Jumat, 18 Juli 2014

SCHUMACHER


























Tarli Nugroho



Setiap kali membaca tulisan-tulisan Ernst Schumacher, saya selalu merasa tak habis pikir, betapa jernih dan mendalamnya orang ini dalam memikirkan segala sesuatu. Begitu juga ketika dia membahas Francis Bacon. Sejak jaman antik, demikian Schumacher, tujuan ilmu pengetahuan adalah untuk menemukan kearifan. Ya. Dia menyebut "kearifan", bukan "kebenaran", karena relasi ilmu pengetahuan dengan kebenaran sesungguhnya sangat problematis. Kebenaran itu seperti bulan, dan kebenaran ilmu pengetahuan hanyalah seperti jari yang menunjuk bulan, bukan bulan itu sendiri. Jadi, kearifan adalah kesadaran bahwa kita hanyalah pemilik jari yang sekadar sedang menunjuk bulan.

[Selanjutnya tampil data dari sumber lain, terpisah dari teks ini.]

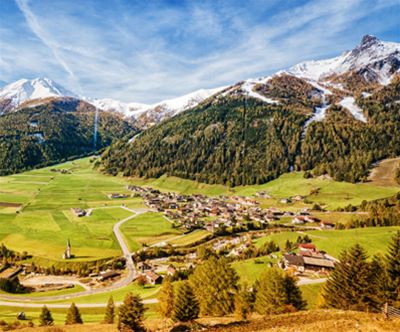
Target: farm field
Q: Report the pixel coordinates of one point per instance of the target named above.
(332, 194)
(373, 239)
(148, 229)
(45, 223)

Namun, sejak Bacon mentadaruskan bahwa pengetahuan adalah kekuasaan, sejak itu pula, menurut Schumacher, maka ilmu pengetahuan telah berubah menjadi manipulatif. "Peradaban Barat berdiri di atas kekeliruan filosofis bahwa sains manipulatif adalah kebenaran," ujarnya suatu kali. Maka, sejak itu ilmu pengetahuan berubah secara radikal menjadi alat untuk mendominasi dan menguasai, bukan lagi alat untuk menemukan kearifan.

Manusia sudah menemukan demokrasi untuk mengontrol kekuasaan politik. Tapi sepertinya kita belum memiliki alat kontrol terhadap kekuasaan ilmu pengetahuan. Satu-satunya kontrol terhadap ilmu pengetahuan sejauh ini hanyalah bencana. Ya, bencana. Sama seperti halnya satu-satunya kontrol terhadap ilmu ekonomi adalah krisis dan depresi.

Oleh karenanya, membaca perdebatan seputar survei dan quick count, yang kemudian melebar dari soal etik dan metodologi ke soal kredibilitas, selain teringat kepada tulisan-tulisan Schumacher, saya juga teringat kepada Kurt Gödel. Ilmu pengetahuan mustahil membenarkan dirinya sendiri, demikian ujar matematikawan Austria tersebut.